従来のファッションリテール企業のバイヤーチームでは、デザイナーごとや、あるいはカジュアル、ラグジュアリーといった各部門に分かれて編成されているか、ドレスやトップスといったようにカテゴリーごとに編成されてきた。

MDチームも同様に多くの雇用を必要とする場合が多い。

出典:https://www.nytimes.com/2018/07/07/business/economy/algorithm-fashion-jobs.html

これはチームの専門性を高めることでトレンドを感覚的に理解しやすくするためだ。

しかしながら、企業がアルゴリズムと膨大なデータを使用できるようになるとバイヤーの採用は減り、かつ感覚的な力量は不要となるのでバイヤーは幅広い部門を部分的に任せられるようになる。

オンラインファッションレンタルサービスを運営するLe Tote(レトテ)​では、1億ドルを売り上げる会社の規模に対して、バイイングチームはわずか6名しかいない。​​

共同創設者のBrett Northart(ブレット・ノーサート)氏は、ウィッシュリストに入れられたアイテムのデータやサイトの閲覧回数、最近の購買数といったデータに基づいてアルゴリズムがどのアイテムをストックするかを決定すると話す。

出典:https://www.nytimes.com/2018/07/07/business/economy/algorithm-fashion-jobs.html

AIと共存するファッション業界

男性向けパーソナルスタイリングサービスを手がけるボムフェルは、トップスから小物に至るまでバイヤーのNathan Cates(ネイサン・ケイツ)氏1人がすべての買い付けを行う。

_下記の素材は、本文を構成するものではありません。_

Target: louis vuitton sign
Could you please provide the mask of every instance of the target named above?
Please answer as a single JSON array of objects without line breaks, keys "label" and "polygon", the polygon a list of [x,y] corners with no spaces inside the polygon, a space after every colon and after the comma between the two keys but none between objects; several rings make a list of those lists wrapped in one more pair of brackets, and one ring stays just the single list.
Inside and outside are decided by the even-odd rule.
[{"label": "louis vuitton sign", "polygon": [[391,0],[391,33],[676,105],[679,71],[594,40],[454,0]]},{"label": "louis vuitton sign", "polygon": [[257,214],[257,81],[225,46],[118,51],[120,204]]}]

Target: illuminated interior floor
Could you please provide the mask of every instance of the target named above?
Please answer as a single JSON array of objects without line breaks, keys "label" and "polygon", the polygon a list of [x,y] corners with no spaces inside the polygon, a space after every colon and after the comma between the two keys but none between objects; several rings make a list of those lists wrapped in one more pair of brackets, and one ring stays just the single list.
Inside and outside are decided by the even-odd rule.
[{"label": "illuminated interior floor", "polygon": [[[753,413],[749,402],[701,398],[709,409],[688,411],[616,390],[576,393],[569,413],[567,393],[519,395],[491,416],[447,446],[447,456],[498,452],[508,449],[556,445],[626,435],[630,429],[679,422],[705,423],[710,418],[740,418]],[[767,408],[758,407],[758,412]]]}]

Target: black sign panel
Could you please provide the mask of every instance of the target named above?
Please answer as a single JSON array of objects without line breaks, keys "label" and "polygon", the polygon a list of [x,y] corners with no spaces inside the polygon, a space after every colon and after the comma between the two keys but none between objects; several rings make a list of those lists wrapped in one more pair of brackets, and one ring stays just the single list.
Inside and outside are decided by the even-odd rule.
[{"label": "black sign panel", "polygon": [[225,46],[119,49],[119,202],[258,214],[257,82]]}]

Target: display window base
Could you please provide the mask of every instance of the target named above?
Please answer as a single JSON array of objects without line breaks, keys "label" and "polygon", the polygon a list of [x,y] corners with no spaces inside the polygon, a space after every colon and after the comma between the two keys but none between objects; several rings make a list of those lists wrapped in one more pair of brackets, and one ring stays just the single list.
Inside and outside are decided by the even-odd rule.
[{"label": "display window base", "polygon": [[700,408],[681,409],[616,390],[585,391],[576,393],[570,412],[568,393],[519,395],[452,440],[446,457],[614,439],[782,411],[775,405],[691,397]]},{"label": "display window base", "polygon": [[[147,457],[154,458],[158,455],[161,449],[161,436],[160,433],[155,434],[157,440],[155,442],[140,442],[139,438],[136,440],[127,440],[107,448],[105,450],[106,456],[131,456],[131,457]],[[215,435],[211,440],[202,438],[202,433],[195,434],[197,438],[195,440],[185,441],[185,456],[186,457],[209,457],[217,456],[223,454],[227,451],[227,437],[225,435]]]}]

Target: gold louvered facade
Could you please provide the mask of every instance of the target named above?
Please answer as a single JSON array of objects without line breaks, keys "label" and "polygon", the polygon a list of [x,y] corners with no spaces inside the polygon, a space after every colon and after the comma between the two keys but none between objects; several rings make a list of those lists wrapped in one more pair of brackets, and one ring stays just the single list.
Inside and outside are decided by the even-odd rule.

アルゴリズムと膨大なデータがバイイングを補助しているので、ネイサン氏によれば従来のやり方よりもむしろずっと正確に需要を把握できるようになったという。

「私たちは顧客について正確に把握している。どこに住んでいて、どういった仕事についていて、彼らの服のサイズも正確にね。」

その一方で、買い付けの前にその商品の生地の肌触りを確かめ、試着することを欠かさない。

出典:https://www.nytimes.com/2018/07/07/business/economy/algorithm-fashion-jobs.html

今後バイヤーやMDといった職業が部分的にオートメーション化される一方で、AIの導入によって逆に必要とされる仕事も生まれてくる。

ボムフェルやスティッチフィックス、多くの競合他社においてスタイリストの採用を強化しているのだ。

彼らはアルゴリズムが選出する顧客へのオススメアイテムの中から、実際に顧客に送る商品を決める。

「もし顧客が送られてきた商品を前にしてそれに関心を示さなかったら僕は『この商品どうでしたか?』と聞いて、メモを取るんだ。」

そう話すのはTrunk Club(トランク・クラブ)のスタイリストJade Carmosino(ジェイド・カーモッシノ)氏だ。

肉体労働を要する作業の機械化から、いわゆるホワイトカラーの仕事までをも部分的に取って代わるAIが活躍するオンラインファッション業界。

そんな業界においてこれから必要とされる職業は、スタイリストのジェイド氏のように人工知能と共存し、顧客と人工知能の間に立つ人々によって担われるのだろう。